There were still 16 minutes of happy hour on the books when we arrived, so I ordered a Grown & Sexy (Grey Goose, pomegranate & lemonade) at half price. Although the name sounds like the subject line of a post you'd find in the Casual Encounters section of Craigslist, the drink was a mere $5 & so tasty that @weiserj ordered a second round before finishing the first. I, of course, nursed mine throughout the meal because - haven't you been paying attention? - I'm a wuss.

Everything was good. Seriously, everything. I assembled a meal of three side dishes:
  1. Some sort of uber-cheesy mac & cheese with a baked top, like a cheesy crème brûlée - the fatten-you-up kind, as though I need it!
  2. Colorful Hoppin' John, which will taste even more amazing tomorrow when mixed with my newest obsession, sriracha
  3. Sweet potato & andouille sausage hash, a.k.a. the BEST THING I'VE EVER PUT IN MY MOUTH (yeah, yeah, that's what she said). Sorry, fellow Members of the Tribe - any would-be pork-guilt was 100% drowned out by my sheer joy. Somewhere, a pig in heaven is squealing with joy that he provided my taste buds with such delight.

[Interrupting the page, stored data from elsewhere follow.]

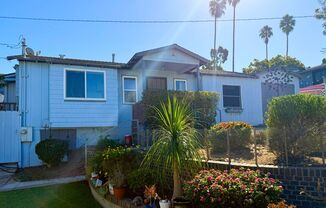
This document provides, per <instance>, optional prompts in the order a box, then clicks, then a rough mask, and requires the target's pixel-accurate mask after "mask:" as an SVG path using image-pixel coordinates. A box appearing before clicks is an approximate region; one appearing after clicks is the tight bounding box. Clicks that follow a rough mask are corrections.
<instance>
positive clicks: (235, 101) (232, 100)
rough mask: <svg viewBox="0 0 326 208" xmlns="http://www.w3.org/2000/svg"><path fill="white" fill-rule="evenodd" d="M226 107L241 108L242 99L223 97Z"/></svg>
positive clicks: (238, 98)
mask: <svg viewBox="0 0 326 208" xmlns="http://www.w3.org/2000/svg"><path fill="white" fill-rule="evenodd" d="M223 104H224V107H237V108H240V107H241V102H240V97H223Z"/></svg>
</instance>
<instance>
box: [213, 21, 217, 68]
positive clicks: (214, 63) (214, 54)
mask: <svg viewBox="0 0 326 208" xmlns="http://www.w3.org/2000/svg"><path fill="white" fill-rule="evenodd" d="M216 22H217V17H216V16H215V21H214V58H213V61H214V70H216Z"/></svg>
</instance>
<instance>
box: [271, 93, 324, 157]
mask: <svg viewBox="0 0 326 208" xmlns="http://www.w3.org/2000/svg"><path fill="white" fill-rule="evenodd" d="M266 116H267V120H266V124H267V127H268V137H269V147H270V149H271V150H272V151H273V152H274V153H275V154H276V155H277V156H278V158H279V159H280V158H284V154H285V151H284V150H285V141H286V143H287V152H288V157H289V160H290V161H291V160H293V162H294V161H297V160H298V159H299V160H302V159H304V155H305V154H309V153H311V152H314V151H321V149H319V148H320V147H321V146H322V145H320V144H321V141H322V138H321V136H320V135H322V134H323V133H324V132H322V131H323V125H324V123H325V121H326V97H324V96H317V95H307V94H300V95H289V96H283V97H277V98H273V99H272V101H271V102H270V103H269V104H268V111H267V114H266Z"/></svg>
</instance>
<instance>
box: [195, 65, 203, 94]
mask: <svg viewBox="0 0 326 208" xmlns="http://www.w3.org/2000/svg"><path fill="white" fill-rule="evenodd" d="M196 78H197V91H201V90H202V86H201V77H200V69H199V65H198V66H197V68H196Z"/></svg>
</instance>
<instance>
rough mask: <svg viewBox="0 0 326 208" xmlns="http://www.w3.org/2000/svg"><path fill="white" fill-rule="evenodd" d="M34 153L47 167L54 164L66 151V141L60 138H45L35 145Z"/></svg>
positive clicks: (59, 161)
mask: <svg viewBox="0 0 326 208" xmlns="http://www.w3.org/2000/svg"><path fill="white" fill-rule="evenodd" d="M35 153H36V154H37V156H38V158H39V159H40V160H42V161H43V162H44V163H45V164H46V165H47V166H48V167H51V166H55V165H58V164H59V163H60V162H61V161H62V159H63V158H64V156H65V154H67V153H68V142H67V141H65V140H60V139H46V140H43V141H41V142H39V143H38V144H37V145H36V147H35Z"/></svg>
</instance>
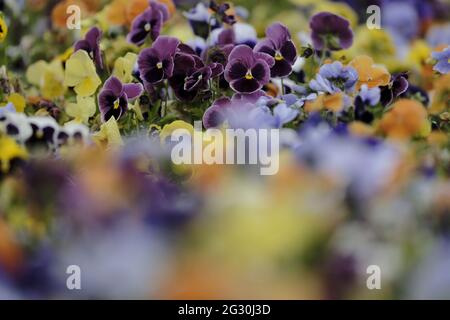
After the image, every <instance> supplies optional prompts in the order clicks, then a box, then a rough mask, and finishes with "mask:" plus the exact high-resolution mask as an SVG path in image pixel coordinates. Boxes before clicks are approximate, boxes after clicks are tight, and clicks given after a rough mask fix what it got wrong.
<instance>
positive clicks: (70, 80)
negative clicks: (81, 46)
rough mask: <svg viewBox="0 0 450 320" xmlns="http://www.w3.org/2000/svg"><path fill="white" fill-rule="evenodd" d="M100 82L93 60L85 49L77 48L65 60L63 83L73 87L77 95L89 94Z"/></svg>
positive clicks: (92, 92)
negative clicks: (63, 80)
mask: <svg viewBox="0 0 450 320" xmlns="http://www.w3.org/2000/svg"><path fill="white" fill-rule="evenodd" d="M101 83H102V82H101V80H100V78H99V76H98V75H97V72H96V70H95V65H94V62H92V60H91V58H90V57H89V55H88V54H87V52H86V51H84V50H78V51H77V52H75V53H74V54H73V55H72V56H71V57H70V58H69V60H67V62H66V73H65V78H64V84H65V85H66V86H68V87H75V92H76V93H77V95H79V96H82V97H87V96H91V95H93V94H94V93H95V92H96V91H97V88H98V86H99V85H100V84H101Z"/></svg>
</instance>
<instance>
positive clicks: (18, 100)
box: [7, 93, 26, 112]
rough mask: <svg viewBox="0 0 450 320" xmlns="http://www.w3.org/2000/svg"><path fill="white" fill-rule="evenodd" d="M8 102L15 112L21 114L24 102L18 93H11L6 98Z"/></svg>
mask: <svg viewBox="0 0 450 320" xmlns="http://www.w3.org/2000/svg"><path fill="white" fill-rule="evenodd" d="M7 100H8V102H10V103H12V104H13V105H14V108H15V109H16V111H17V112H23V110H25V106H26V101H25V98H24V97H23V96H21V95H20V94H18V93H11V94H10V95H9V96H8V99H7Z"/></svg>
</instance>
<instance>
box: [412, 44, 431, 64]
mask: <svg viewBox="0 0 450 320" xmlns="http://www.w3.org/2000/svg"><path fill="white" fill-rule="evenodd" d="M430 56H431V48H430V47H429V46H428V45H427V43H426V42H425V41H423V40H416V41H414V42H413V43H412V45H411V49H410V50H409V54H408V57H407V61H408V62H409V63H411V64H412V65H414V66H416V67H421V66H422V65H424V64H425V63H426V61H427V59H429V58H430Z"/></svg>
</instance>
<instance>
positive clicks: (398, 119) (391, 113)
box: [379, 99, 427, 139]
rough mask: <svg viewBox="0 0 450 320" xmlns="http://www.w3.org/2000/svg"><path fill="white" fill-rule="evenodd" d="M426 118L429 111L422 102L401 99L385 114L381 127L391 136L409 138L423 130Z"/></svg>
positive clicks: (381, 124) (395, 137) (425, 120)
mask: <svg viewBox="0 0 450 320" xmlns="http://www.w3.org/2000/svg"><path fill="white" fill-rule="evenodd" d="M426 120H427V111H426V109H425V108H424V107H423V105H422V104H421V103H419V102H417V101H415V100H409V99H400V100H398V101H397V102H396V103H394V105H393V106H392V110H391V111H389V112H388V113H386V114H384V115H383V118H382V119H381V121H380V123H379V128H380V130H381V131H382V132H384V133H385V134H386V135H387V136H388V137H390V138H394V139H409V138H411V137H412V136H414V135H417V134H419V133H420V132H421V130H422V129H423V127H424V125H425V124H426Z"/></svg>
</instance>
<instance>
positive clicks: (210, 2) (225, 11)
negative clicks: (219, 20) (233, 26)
mask: <svg viewBox="0 0 450 320" xmlns="http://www.w3.org/2000/svg"><path fill="white" fill-rule="evenodd" d="M209 8H210V9H211V11H212V12H214V13H215V14H216V15H217V16H218V18H219V20H220V21H222V22H223V23H225V24H229V25H233V24H235V23H236V17H235V16H234V15H231V14H227V11H228V10H229V9H230V5H229V4H228V3H222V4H218V3H217V2H216V1H211V2H210V3H209Z"/></svg>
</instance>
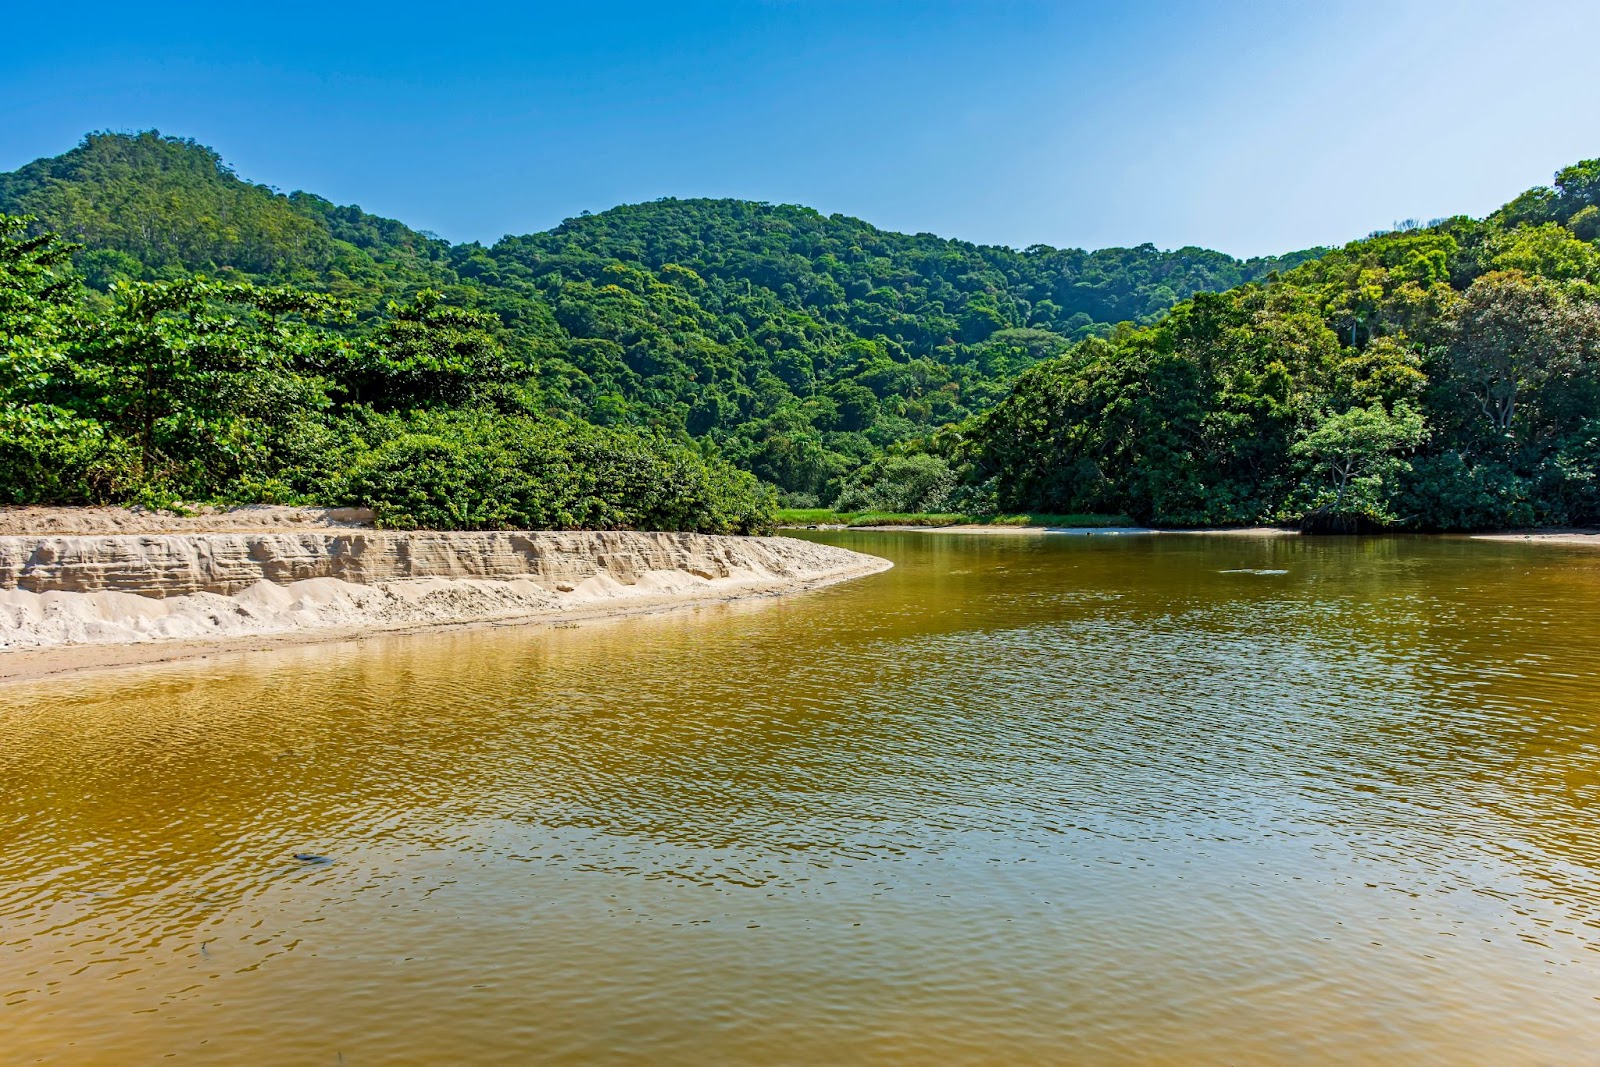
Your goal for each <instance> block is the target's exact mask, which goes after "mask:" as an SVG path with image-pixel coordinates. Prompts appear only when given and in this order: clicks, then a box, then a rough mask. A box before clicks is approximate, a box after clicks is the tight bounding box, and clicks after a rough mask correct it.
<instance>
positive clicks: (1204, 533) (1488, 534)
mask: <svg viewBox="0 0 1600 1067" xmlns="http://www.w3.org/2000/svg"><path fill="white" fill-rule="evenodd" d="M779 530H789V531H797V530H816V531H826V533H958V534H1000V536H1011V534H1059V536H1070V537H1147V536H1149V537H1155V536H1184V537H1202V536H1205V537H1299V536H1302V534H1301V531H1299V530H1293V528H1288V526H1176V528H1158V526H986V525H981V523H962V525H955V526H914V525H909V523H906V525H890V526H832V525H829V526H824V525H818V526H779ZM1323 536H1338V534H1323ZM1352 536H1365V537H1448V539H1464V541H1499V542H1515V544H1525V542H1533V544H1570V545H1584V547H1590V549H1600V530H1594V528H1566V526H1558V528H1534V530H1486V531H1480V533H1454V531H1451V533H1408V531H1398V530H1397V531H1392V533H1379V534H1352Z"/></svg>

Our server (we ate at the bar) was either the epitome of Southern hospitality or the epitome of hitting on us. He was jovial, generous & interested in joining our "Lost" discussion - & also in giving us a a few freebies, including cornbread (I want to eat this every single day) & a little absinthe (hallucinations not included, much to my dismay - "Moulin Rouge," you lied to me). YES, PLEASE. He asked whether we'd be returning tomorrow, & if the meal hadn't cost me such a pretty penny (fine, it was only $22), I'd be all over it.

In short, while this is one of the least eloquent blog posts I've ever written, I don't even care because I'm still on a food high from the deliciousness that was Eatonville. Let's go there. I'm in love.